For the Eagles, especially, this is a seismic shift. Their last two head coaches bore specific culpability every time the sun rose in the West. Cap'n Andy admitted mistakes as often as he refused cheesesteaks. Chip Kelly once admitted that he didn't know a rule, but quickly said other coaches were just as ignorant (they aren't).
Pederson knew all the rules concerning challenges. He just choked. It wound up not mattering one little bit, but he choked.
The bad challenge was the latest in a series of Pederson's questionable decisions, most of which concern play-calling and fourth-down gambles. These are the sorts of decisions that inexperienced, aggressive coaches tend to make; once, or maybe twice. If they make them too many times they quickly become inexperienced, aggressive former coaches.
The admission reveals a lot about Pederson's character, his humility and his willingness to learn. It might indicate that Pederson won't make the same mistakes: He won't gamble and take points off the board on the road; he won't call plays unsuitable for his available personnel.
The admission lends credence to other contentions from Personson that were hard to digest.
Did he really agree with releasing Josh Huff and benching stage-frightened Nelson Agholor? Did he really think Carson Wentz was ready when the Birds traded Sam Bradford? Does he really think he made the right decisions and called the right plays on recent fourth-down failures?
Apparently, yes.
Frankly, had Pederson continued to defend the challenge against the Packers it would have further called into question his suitability as a coach. This admission earned him some equity.
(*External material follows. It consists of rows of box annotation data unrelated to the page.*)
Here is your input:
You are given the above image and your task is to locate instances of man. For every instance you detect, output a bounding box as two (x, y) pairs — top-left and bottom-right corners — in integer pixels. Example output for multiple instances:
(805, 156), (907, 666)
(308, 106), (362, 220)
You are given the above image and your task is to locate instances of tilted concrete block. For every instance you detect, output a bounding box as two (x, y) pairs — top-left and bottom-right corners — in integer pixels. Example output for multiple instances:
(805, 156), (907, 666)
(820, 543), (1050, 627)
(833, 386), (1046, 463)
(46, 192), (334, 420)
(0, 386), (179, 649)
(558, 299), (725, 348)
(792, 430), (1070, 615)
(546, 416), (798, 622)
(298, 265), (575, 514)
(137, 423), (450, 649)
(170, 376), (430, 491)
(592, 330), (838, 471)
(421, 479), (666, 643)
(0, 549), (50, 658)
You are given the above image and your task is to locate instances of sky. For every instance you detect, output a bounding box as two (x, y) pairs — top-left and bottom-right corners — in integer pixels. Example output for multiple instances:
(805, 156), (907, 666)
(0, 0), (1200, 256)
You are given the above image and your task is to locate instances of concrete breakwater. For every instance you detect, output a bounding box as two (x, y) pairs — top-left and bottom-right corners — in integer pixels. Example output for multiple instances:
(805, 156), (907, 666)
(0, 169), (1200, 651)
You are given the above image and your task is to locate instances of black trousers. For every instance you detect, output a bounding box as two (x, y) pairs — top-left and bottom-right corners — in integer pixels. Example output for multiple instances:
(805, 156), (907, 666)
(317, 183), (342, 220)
Certainly, an inconsequential challenge does not compare with Carroll's historically foolish decision to ignore Lynch, the best power-runner in the game, and call a pass play on second down from the 1-yard line; the pass was intercepted. It isn't nearly as confounding as Reid's decision to plod downfield with 5 minutes to play, needing two scores. (Both of those strategic blunders resulted in Super Bowl wins for Patriots, which, frankly, makes them all the more galling.)
Critically, the challenge decision underscores Pederson's inexperience. He has only had this responsibility once, and then as the head coach of a high-school team. He will make other mistakes, too.
Optimistically, however, the admission underscores Pederson's capacity for self-evaluation, reflection and, hopefully, correction.
Reid lacked that capacity, and, as a result, he suffers the stigma of being an atrocious game-manager fated to late-game catastrophes.
Kelly lacked that capacity, which led to a mutiny in Philadelphia last season and his abrupt, in-season firing.
Pederson, at least, seems willing to learn.